We arrived at Trepot in the blackest night that I remember, after six hours of an interminable trip and in wretched weather. The wind from the sea chilled us to the bone and swept over the deserted quay with weird sounds of lamentation. We met only a watch-man, wrapped in his cloak and hood, who paced the banks of the canal. Not a cab, of course. A few gas jets, trembling in their glass globes, reflected their light in the mud puddles formed by the falling rain. We heard in the distance the clicking noise of the little wooden shoes of some Trepot woman who was out late. That we did not fall into a huge watering trough was due to the fact that we were warned by the hoofs of a stray horse, which passed that way to drink. I walked behind Rouletabille, who made his way with difficulty in this damp obscurity. However, he appeared to know the place, for we finally arrived at the door of a queer little inn, which remained open during the early spring for the fishermen. Rouletabille demanded supper and a fire, for we were half starved and half frozen.
“Ah, now, my friend,” I said, when we were settled after a fashion. “Will you condescend to explain to me what we have come to look for in this place, aside from rheumatism and pneumonia?”

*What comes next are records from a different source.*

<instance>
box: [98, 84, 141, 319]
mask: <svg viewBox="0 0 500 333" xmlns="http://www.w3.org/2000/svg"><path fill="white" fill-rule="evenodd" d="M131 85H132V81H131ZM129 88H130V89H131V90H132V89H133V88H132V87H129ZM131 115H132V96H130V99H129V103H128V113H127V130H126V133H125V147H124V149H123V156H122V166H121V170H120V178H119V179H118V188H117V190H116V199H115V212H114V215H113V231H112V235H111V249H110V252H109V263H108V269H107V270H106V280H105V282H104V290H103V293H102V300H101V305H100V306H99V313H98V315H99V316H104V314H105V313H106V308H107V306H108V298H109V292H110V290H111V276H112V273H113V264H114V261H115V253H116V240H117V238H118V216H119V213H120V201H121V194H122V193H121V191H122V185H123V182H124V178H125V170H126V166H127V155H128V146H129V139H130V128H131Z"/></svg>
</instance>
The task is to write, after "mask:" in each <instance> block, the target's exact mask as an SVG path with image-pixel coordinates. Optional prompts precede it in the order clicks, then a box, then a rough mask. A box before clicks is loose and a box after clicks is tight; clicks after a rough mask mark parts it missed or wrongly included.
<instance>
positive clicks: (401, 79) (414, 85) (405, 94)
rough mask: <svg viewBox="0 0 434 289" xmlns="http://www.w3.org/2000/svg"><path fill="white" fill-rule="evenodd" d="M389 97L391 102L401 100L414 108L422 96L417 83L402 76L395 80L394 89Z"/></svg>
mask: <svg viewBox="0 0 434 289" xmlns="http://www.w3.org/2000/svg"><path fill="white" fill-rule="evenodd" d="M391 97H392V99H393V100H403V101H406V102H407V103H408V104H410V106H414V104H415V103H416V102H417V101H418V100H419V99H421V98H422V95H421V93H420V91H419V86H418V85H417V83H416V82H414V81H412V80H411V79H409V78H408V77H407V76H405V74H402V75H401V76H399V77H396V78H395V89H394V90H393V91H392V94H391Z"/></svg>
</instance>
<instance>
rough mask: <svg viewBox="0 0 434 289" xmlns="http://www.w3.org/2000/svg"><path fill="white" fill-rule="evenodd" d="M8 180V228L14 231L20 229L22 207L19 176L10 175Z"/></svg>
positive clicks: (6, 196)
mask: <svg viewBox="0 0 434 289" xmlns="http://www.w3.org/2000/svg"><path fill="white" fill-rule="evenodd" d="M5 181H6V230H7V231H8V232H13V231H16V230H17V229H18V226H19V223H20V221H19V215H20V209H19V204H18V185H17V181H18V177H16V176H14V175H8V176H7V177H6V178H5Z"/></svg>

But Rouletabille, at this moment, coughed and turned toward the fire to warm his hands again.
“Oh, yes,” he answered. “I am going to tell you. We have come to look for the perfume of the Lady in Black.”
This phrase gave me so much to think about that I scarcely slept at all that night. Besides, the wind howled continuously, sending its wails over the water, then swallowing itself up in the little streets of the town as if it were entering corridors. I heard someone moving about in the room next to mine, which was occupied by my friend; I arose and tried his door. In spite of the cold and the wind, he had opened the window, and I could see him distinctly waving kisses toward the shadows. He was embracing the night.
I closed the door again and went quietly back to bed. Early in the morning I was awakened by a changed Rouletabille. His face was distorted with grief as he handed me a telegram which had come to him at the Bourg, having been forwarded from Paris, in accordance with the orders that he had left.
Here is the dispatch:
“Come immediately without losing a minute. We have given up our trip to the Orient, and will join M. Stangerson at Mentone, at the home of the Rances at Rochers Rouges. Let this message remain a secret between us. It is not necessary to frighten anyone. You may pretend that you are on your vacation, or make any other excuse that you like, but come. Telegraph me general delivery, Mentone. Quickly, quickly, I am waiting for you. Yours in despair—Darzac.”
CHAPTER III
THE PERFUME
“Well!” I cried, leaping out of bed. “It doesn’t surprise me!”